L’ELEFANTINO CARICA I SOLITI IPOCRITI RADICAL CHIC CHE LAMENTANO IL CALO DI ACQUISTI A NATALE, MA PASSANO L’ANNO A DANNARE I CONSUMISTI – “CI VORREBBE UN TOM WOLFE CHE VALORIZZI CON CINISMO LE BOTTE CHE SI DANNO A OXFORD STREET, E MAGARI PERFINO LE COLTELLATE, NEL CORSO DELLA DISCOUNT WAR, LA GUERRA DEI SALDI, CHE IN ITALIA COMINCERÀ A GENNAIO, MA SI È SEGRETAMENTE GIÀ INIZIATA NEL MERCATO NERO DEL DESIDERABILE, DEL NUOVO, DELLO SCINTILLANTE, DELL’INUTILE, DEL FIRMATO”…

Giuliano Ferrara per Il Foglio

Ci vorrebbe un Tom Wolfe dei nostri giorni che sia capace, come quello raccontato oggi dalla Marianna Rizzini nell'inserto karamella, di prendere per il collo delicatamente ogni odiatore snob del denaro, della mercificazione, del marketing, della pubblicità e del superfluo eppoi costringerlo a dare l'assalto ai saldi come i milanesi di Manzoni davano l'assalto ai forni.

Facciamo colossali esercizi di nevrosi depressiva e moraleggiante, quando invece si tratterebbe di santificare ogni giorno la passione, il furore e la fantasia di avere cose, di alimentare il famoso circuito denaro-merce-denaro (DMD nella versione marxiana).

Parliamo di Fase 2, mamma mia, e vogliamo frustare il cavallo imbolsito dell'economia per salvare un paese sapientemente indebitato negli anni, e ora alla mercé della speculazione contro una moneta indifesa e dell'austerità di origine tedesca (l'austerità degli altri), ma non arriva da nessuna parte il giusto riconoscimento, che trionfò negli anni Ottanta benedetti, ai fervori consumeristici, così scrivono i sociologi anglizzanti, di milioni di individui, per lo più giovani ragazzi e ragazze, che sono sempre stati l'obiettivo delle strategie di sviluppo del business in una società che deve difendersi dall'invecchiamento, specie mentale.
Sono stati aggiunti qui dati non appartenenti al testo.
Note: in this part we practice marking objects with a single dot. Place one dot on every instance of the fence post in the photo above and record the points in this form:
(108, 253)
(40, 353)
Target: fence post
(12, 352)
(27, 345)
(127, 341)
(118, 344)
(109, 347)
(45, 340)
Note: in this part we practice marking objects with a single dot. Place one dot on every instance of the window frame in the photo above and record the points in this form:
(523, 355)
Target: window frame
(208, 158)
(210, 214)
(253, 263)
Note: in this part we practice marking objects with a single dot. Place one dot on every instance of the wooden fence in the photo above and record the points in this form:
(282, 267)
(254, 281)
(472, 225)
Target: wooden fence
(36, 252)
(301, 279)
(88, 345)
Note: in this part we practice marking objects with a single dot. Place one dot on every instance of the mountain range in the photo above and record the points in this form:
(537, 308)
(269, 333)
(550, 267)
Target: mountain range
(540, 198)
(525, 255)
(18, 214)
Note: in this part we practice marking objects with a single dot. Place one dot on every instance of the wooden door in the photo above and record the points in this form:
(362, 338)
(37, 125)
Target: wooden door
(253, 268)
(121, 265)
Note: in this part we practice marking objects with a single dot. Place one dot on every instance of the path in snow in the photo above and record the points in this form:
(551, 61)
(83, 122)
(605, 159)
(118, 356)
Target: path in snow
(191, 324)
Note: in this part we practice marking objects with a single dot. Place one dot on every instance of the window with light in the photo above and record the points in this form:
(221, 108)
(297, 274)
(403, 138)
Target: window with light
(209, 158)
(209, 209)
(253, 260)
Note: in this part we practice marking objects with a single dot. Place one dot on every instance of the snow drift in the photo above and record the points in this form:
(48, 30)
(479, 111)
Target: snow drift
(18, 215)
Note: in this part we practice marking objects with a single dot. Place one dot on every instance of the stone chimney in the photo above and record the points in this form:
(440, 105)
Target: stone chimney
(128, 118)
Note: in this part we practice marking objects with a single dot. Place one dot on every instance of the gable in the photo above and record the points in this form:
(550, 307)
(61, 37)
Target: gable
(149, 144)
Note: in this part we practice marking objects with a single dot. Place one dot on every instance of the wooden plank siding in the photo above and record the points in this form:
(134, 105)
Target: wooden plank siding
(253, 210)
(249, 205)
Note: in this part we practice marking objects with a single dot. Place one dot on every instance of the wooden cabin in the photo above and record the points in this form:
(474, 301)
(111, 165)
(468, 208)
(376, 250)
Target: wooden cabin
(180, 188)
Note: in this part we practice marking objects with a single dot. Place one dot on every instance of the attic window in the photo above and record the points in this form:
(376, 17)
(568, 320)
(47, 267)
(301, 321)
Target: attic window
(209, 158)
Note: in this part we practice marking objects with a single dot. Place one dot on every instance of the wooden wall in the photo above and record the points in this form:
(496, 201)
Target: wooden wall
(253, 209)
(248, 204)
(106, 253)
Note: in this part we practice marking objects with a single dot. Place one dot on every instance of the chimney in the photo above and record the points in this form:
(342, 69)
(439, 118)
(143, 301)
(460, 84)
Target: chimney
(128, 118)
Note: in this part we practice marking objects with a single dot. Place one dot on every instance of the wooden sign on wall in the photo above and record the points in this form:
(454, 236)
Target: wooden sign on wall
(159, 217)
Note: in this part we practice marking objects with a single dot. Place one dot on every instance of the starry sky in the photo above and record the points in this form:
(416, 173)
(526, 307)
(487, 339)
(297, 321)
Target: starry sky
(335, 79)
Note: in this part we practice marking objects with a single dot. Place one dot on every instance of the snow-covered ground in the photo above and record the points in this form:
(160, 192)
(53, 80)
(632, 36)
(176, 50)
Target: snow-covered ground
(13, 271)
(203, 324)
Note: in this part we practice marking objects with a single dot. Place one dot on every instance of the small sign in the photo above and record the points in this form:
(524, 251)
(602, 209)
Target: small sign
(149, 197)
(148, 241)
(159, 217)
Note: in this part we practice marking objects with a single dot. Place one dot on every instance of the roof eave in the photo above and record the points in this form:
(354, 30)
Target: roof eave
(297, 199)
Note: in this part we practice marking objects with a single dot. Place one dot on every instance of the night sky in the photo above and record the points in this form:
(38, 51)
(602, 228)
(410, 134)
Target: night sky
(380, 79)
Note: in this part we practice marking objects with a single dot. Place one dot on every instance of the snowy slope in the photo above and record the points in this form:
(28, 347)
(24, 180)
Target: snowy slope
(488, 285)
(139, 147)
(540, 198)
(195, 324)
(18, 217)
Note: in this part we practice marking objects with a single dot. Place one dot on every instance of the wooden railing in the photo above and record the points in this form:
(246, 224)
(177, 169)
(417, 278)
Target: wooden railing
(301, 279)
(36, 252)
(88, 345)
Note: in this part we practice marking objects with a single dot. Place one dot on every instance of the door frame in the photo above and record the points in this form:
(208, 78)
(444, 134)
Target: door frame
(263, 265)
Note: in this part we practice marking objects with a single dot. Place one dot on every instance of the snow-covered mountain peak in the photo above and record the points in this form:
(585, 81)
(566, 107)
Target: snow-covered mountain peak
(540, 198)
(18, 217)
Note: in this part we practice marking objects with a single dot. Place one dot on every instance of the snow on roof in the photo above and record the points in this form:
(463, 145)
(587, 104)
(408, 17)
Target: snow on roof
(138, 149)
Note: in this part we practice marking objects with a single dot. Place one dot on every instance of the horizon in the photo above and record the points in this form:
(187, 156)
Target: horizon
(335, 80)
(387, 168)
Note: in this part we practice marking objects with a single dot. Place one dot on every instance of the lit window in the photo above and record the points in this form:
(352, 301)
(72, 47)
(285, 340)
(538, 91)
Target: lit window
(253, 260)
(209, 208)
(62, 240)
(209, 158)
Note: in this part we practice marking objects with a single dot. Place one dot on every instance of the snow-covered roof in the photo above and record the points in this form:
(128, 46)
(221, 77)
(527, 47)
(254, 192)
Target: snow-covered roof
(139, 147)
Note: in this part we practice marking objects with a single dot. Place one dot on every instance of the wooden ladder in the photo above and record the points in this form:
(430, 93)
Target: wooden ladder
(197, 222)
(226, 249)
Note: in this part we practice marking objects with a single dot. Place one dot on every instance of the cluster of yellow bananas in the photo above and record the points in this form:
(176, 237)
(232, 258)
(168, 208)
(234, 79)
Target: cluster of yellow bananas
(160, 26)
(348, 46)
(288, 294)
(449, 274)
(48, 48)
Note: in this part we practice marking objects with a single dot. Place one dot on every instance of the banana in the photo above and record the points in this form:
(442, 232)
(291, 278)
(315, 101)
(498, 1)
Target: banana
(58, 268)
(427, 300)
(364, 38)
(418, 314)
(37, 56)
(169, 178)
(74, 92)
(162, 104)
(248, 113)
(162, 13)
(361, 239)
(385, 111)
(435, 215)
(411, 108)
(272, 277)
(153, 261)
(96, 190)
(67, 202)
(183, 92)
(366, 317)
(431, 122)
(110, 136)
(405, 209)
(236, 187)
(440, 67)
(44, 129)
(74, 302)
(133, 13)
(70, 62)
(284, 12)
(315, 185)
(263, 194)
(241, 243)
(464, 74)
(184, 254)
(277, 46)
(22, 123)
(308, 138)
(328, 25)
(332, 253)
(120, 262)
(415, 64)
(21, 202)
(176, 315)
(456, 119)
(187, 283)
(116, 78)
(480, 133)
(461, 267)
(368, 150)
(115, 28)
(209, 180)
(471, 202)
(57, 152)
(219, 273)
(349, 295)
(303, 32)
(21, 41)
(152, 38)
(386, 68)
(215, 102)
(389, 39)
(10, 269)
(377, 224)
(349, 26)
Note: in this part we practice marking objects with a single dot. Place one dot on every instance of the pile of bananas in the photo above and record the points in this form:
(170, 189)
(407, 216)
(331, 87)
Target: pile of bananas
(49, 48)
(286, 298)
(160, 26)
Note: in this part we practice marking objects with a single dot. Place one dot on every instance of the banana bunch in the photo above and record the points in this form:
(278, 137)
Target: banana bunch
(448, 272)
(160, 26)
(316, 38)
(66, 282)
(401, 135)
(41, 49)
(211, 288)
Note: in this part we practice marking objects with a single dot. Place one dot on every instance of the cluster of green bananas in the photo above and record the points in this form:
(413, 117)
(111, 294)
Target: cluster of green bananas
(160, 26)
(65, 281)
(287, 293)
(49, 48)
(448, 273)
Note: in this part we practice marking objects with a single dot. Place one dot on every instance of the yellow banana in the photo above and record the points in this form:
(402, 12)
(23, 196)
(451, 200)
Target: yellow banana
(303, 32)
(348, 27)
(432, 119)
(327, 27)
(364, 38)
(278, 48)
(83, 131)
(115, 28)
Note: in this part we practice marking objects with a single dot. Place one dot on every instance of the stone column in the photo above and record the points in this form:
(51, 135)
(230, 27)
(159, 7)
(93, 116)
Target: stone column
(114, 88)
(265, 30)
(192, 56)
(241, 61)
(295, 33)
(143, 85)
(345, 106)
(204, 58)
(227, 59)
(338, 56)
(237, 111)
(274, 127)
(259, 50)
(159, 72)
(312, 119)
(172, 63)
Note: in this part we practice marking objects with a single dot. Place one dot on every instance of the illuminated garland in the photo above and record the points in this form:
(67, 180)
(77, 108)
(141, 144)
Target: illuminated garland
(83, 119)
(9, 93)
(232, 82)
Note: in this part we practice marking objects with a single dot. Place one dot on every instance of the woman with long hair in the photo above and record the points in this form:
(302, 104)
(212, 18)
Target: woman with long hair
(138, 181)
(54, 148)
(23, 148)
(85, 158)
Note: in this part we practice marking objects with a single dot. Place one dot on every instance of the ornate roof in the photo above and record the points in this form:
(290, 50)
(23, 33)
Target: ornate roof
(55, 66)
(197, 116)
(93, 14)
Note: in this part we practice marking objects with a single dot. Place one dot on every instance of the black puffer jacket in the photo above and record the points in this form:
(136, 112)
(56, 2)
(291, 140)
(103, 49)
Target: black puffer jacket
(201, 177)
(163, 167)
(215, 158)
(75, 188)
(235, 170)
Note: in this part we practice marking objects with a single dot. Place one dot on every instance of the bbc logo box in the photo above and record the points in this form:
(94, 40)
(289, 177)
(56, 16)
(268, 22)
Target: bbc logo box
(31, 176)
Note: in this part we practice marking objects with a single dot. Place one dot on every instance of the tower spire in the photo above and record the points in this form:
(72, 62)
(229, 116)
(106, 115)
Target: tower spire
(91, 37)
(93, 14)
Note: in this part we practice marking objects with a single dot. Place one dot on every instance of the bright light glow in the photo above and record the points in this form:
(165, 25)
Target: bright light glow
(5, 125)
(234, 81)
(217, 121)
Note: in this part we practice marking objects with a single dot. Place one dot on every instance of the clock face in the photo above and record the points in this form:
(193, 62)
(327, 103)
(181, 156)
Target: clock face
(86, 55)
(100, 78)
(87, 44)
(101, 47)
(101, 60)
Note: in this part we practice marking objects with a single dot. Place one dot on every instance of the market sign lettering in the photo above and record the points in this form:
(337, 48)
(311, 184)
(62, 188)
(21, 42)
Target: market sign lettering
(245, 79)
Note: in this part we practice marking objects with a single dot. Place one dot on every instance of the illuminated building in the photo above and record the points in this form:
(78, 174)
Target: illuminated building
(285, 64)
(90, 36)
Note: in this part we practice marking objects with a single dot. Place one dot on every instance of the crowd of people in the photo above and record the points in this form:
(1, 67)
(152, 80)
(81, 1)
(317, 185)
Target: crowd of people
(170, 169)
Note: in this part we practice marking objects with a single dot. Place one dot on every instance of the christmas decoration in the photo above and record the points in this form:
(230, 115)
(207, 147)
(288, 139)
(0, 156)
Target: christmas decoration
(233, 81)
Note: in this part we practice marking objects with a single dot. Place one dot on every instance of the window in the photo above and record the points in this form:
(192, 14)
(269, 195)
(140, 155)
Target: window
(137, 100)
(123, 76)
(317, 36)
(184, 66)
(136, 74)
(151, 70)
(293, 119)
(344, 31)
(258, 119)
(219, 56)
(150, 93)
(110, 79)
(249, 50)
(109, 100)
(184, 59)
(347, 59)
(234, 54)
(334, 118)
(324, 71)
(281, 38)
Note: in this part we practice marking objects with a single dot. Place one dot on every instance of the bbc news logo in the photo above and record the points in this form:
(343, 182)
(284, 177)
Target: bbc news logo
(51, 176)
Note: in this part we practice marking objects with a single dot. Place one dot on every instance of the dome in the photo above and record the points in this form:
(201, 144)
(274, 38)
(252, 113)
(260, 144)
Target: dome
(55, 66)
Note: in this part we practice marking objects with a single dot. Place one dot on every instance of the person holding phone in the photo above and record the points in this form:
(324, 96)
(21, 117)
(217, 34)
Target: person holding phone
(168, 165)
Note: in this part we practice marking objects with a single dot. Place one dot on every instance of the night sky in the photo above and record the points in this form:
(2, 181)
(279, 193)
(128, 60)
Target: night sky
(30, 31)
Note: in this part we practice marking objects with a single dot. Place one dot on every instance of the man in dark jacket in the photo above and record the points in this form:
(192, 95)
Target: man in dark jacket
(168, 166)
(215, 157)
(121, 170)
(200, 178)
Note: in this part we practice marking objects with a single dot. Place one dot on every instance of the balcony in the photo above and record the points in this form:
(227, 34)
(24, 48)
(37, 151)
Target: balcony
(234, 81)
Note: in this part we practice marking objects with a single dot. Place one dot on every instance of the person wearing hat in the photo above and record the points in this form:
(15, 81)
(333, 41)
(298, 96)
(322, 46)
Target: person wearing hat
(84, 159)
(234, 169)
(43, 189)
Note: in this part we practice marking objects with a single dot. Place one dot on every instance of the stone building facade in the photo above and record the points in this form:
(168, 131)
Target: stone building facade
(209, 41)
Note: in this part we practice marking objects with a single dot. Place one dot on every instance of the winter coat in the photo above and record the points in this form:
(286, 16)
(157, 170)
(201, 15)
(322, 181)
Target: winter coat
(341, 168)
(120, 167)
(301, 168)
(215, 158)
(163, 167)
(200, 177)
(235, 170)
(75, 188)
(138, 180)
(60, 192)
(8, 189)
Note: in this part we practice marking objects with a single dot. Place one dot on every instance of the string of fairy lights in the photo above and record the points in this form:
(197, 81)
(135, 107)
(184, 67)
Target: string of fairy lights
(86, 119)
Ci vorrebbe qualcuno che valorizzi con cinismo le botte che si danno a Oxford street, e magari perfino le coltellate, nel corso della discount war, la guerra dei saldi, che in Italia comincerà a gennaio, ma si è segretamente già iniziata nel mercato nero del possibile, del desiderabile, del nuovo, dello scintillante, dell'inutile, del firmato, dell'elettronico audiovisivo, del tecnomiracolo sulla base del quale, e solo sulla base del quale, certe salvezze terrene risultano possibili nelle società aperte e libere.

Dieci, cento, mille Ikea è la parola d'ordine. Coltiviamo invece una mentalità fintamente agropastorale, idilliaca, a spese della realtà, che poi si vendica con gli strumenti tipici del capitalismo finanziario, da Lady Spread alle quotazioni di Borsa stagnanti o calanti, fino alla demenziale rincorsa della spirale del debito inestinguibile senza la produzione di nuova e crescente ricchezza, principalmente a mezzo del Dio o del Diavolo dei consumi.

E lacrimiamo come coccodrilli sui dati, peraltro controversi e forse falsi, che indicano la caduta dell'inclinazione al dono, la fine della merceologia delle coppie amanti, il declino fatale della persuasione occulta che fa lievitare i cartellini dei prezzi, esaurisce le scorte dei magazzini e stacca le cedole del futuro commerciale dell'umanità.

Ovvio che il futuro dell'umanità è legato alla sobria riflessione della coscienza su di sé come parte dell'Assoluto, non saremo noi a negare il posto dell'essere nell'universo moderno, così smagrito e impaurito di questi tempi. Ma se non ricominceremo a spatrimonializzarci come nell'Ottocento i personaggi di Flaubert e Balzac, a vendere le tenute per mantenere le favorite, e per scommettere al gioco, ce la sogn( i)amo, la crescita. Viva la spatrimoniale.